La Commission veut favoriser les retours volontaires des migrants
C'est l'agence Frontex, fortement critiquée les derniers mois, qui y travaillera avec les États.

- Publié le 27-04-2021 à 19h54
- Mis à jour le 27-04-2021 à 20h05

Accusé d'avoir fermé les yeux ou même participé à des refoulements illégaux de migrants, taxé de mauvaise gestion de ses finances ou de ses équipes, suspecté de manquer de transparence sur ses rencontres avec des lobbyistes, Frontex, l'agence européenne de gardes-côtes et de gardes-frontières, est sous le feu des critiques depuis des mois. Pourtant, mardi, la Commission a dévoilé une nouvelle stratégie pour le retour volontaire et la réintégration des migrants - dont les demandes d'asile ont été déboutées - dans leur pays d'origine. Une stratégie qui sera assurée, au niveau opérationnel, par Frontex et qui s'inscrit dans l'élargissement du mandat de cette agence.
"Nous n'acceptons pas le bashing de Frontex", a déclaré Margaritis Schinas, vice-président de la Commission en charge de la Protection du mode de vie européen, en réponse aux questions sur les différents scandales visant Frontex. Le Parlement européen prend pourtant ceux-ci au sérieux, ayant mis sur pied une commission d'enquête.
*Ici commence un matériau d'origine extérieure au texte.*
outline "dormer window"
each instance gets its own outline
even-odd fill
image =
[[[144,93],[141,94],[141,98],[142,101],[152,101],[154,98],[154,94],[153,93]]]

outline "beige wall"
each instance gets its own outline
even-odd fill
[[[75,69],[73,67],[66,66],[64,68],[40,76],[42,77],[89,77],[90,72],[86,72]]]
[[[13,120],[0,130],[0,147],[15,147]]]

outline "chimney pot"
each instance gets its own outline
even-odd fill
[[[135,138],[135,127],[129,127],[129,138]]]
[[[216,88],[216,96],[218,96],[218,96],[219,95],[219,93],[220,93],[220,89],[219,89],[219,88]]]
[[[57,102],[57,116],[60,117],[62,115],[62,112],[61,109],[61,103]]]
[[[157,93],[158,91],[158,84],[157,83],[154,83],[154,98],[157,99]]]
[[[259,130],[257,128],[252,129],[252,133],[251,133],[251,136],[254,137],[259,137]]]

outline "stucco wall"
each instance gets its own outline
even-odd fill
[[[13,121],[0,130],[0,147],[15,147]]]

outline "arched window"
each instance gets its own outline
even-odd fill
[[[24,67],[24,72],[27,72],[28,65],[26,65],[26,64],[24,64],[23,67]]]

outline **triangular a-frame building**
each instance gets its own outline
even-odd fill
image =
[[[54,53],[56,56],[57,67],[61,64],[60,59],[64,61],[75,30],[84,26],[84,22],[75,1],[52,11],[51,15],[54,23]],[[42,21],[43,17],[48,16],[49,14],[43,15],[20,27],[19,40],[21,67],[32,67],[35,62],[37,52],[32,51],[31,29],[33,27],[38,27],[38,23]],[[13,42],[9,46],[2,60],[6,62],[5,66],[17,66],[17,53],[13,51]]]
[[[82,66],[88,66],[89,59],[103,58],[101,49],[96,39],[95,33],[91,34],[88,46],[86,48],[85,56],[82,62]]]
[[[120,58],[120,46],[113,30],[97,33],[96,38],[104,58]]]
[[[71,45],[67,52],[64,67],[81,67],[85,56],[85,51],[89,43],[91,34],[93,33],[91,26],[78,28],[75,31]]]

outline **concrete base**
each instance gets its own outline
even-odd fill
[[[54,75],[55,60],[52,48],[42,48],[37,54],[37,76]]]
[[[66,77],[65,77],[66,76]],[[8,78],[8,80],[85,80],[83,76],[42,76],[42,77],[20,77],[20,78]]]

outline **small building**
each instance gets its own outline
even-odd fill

Réunis en plénière cette semaine, les eurodéputés devraient aussi valider leur refus d'octroyer la décharge budgétaire à Frontex pour l'exercice de ses missions en 2019.
"Cette agence est très bien placée pour soutenir les États membres en matière de retours", a défendu Ylva Johansson, commissaire aux Affaires intérieures. Dans le cadre de son mandat renforcé, Frontex aide déjà les Vingt-sept à organiser des retours, ceux volontaires représentant 18 % des opérations en 2020. La stratégie présentée charge Frontex - dont les effectifs devraient passer de 1300 à 10 000 personnes en 2027 - de travailler avec les États pour augmenter cette proportion et ainsi, accélérer de manière générale le rapatriement de demandeurs d'asile déboutés .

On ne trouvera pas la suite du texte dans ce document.